Früher BERNA Lastwagen
Nach Auseinandersetzungen mit der Belegschaft und den Kapitalgebern schied Wyss bereits 1907 aus dem Unternehmen aus. Zwischen 1908 und 1912 stand die “Berna Commercial Motors Ltd.” unter englischer Führung. In dieser Zeit wurde in erster Linie für den Export produziert, insbesondere nach England, wo sich BERNA-Wagen eines guten Absatzes erfreuten. 1912 übernahm wieder eine schweizerische Firmengruppe die Zügel der Motorwagenfabrik. BERNA konnte sich in den folgenden Jahren gut auf dem einheimischen Markt etablieren. Der 3½-Tönner C2 wurde zwischen 1914 und 1917 in grossen Stückzahlen an die schweizerische Armee geliefert, gleichzeitig bestanden Lizenzfabrikationen in England (British Berna), Österreich (Perl), Ungarn und Deutschland (Krauss). 1916 übernahm BERNA ausserdem die Konstruktionen der Motorfahrzeugfabrik Franz in Zürich (Franz Brozincevic) und rundete damit ihr Programm mit leichteren Fahrzeugen ab.

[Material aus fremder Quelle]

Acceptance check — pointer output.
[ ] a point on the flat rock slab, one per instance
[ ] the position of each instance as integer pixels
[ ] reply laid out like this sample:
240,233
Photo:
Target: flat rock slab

1914-17Militärlastwagen BERNA C2
In den Zwanzigerjahren führte BERNA seine erfolgreichen Entwicklungen weiter. Unter anderem entstand auch ein traktorartiger Schlepper, der in der Schweizer Armee als Zugfahrzeug im unwegsamen Gelände verwendet wurde. Charakteristisches Merkmal der schweren BERNA Wagen blieb bis in die Dreissigerjahre die BERNA-Ritzelachse, die als besonders einfach und robust galt. Dank einer eigenen Kipphydraulik waren BERNA Wagen bereits in den frühen Zwanzigerjahren beliebte Baustellenfahrzeuge. Die ersten BERNA-Motoren hatten zwei Zylinder. In den Zehner- und Zwanzigerjahren dienten verschiedene hauseigene 4-Zylinder-Benzinmotoren für die Lastwagen und Autobusse.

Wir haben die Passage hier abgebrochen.